Herr Buffey. (verwundert) I Jott bewahre, was haben Sie vor 'n Jedächtniß vor Comödien!

Zeisig. Und merkwürdig: fast lauter schlechte Komödien haben Sie gesehen!

Lockrer. Ja: bei solch miserablen Direktionen sehr begreiflich.

Maria. Wir haben bei uns daheim neulich ein Affentheater gehabt. Hi hi hi!

Zeisig. Liebhaberei? Dilettantismus?

Maria. (die ihn nicht vollkommen verstanden zu haben scheint) Was?

Zeisig. Spielen Sie auch zuweilen Schau? Ich maaße es beinah Muth.

Maria. (hell lachend) Ich? Ne! Mein Bruder Stephan hat 'mal auf ein Polterabend einen Bären gespielt! (Sie lacht in's Taschentuch.)

Zeisig. Einen Bären? (Stephan schelmisch drohend) Aha, Schäkerchen, wahrscheinlich eine Anspielung auf das Berliner Stadtwappen! Dieser Bär fängt erst jetzt an zu brummen, weil er nicht länger auf der Haut liegen, sondern Honig lecken will.

Finster. (mit zürnenden Blicken zu Zeisig) Mein Herr, Sie thäten des ...... (Pfeifen der Locomotive.)

Maria. (fährt erschreckt zusammen) Jessus Maria!

Zeisig. Erschrecken Sie nicht, mein gnädiges Fräulein! Hegel nennt sehr geistreich und poetisch den Klang: »die Klage des Ideellen in der Gewalt des Andern, ebenso aber auch sein Triumph über dieselbe, indem er sich in ihr erhält.« Und so ist auch jede trotzig schnaubende und schreiende Locomotive ein Gespenst der Tyrannei, deren furchtbare Kraft wir zum Fortschritt der Menschheit bezwungen haben; der gellende Ton der Pfeife das Wuthgeschrei jener gezähmten Kraft, und zugleich der höhnende Siegesruf des Geistes, der endlich über die rohe Gewalt siegte. Vivat die Locomotive und alle Motion!

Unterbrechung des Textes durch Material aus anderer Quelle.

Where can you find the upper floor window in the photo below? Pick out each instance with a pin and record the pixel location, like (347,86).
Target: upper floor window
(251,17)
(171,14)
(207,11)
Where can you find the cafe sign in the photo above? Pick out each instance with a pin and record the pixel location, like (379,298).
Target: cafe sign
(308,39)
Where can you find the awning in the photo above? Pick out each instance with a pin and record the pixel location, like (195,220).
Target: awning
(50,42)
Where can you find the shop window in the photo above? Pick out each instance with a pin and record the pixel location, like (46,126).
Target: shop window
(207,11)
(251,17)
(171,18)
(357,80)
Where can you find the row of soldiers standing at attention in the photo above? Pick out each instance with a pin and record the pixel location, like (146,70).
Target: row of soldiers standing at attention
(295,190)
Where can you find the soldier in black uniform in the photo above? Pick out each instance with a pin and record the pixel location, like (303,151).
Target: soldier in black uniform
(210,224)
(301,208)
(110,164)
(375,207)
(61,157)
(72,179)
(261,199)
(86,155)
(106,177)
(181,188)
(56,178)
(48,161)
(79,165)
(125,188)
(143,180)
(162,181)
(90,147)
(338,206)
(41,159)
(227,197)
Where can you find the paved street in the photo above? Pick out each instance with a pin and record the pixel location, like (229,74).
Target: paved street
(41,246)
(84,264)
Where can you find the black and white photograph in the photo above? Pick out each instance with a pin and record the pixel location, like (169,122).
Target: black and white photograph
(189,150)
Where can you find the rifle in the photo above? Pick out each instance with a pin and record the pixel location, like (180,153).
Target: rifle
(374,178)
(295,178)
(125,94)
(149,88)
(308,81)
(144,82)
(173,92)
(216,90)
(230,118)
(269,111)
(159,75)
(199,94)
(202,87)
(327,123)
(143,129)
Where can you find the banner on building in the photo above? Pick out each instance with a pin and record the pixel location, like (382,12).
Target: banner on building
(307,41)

Herr Buffey. Hören Se mal, Herr Zeisig, rufen Se nich Fifat! Det könnte Ihnen schlecht bekommen!

Zeisig. Auf solche Ochsendummheiten hör' ich nicht. Vivat! Vivat!

Herr Buffey. Ne wirklich ....

Finster. (zornig zu Zeisig) Lassen Sie das sein!

Zeisig. Nun, so wollen wir Pereat schreien nicht wahr, Herr Lockrer? Wir wissen, was wir uns darunter denken. Pereat! Pereat!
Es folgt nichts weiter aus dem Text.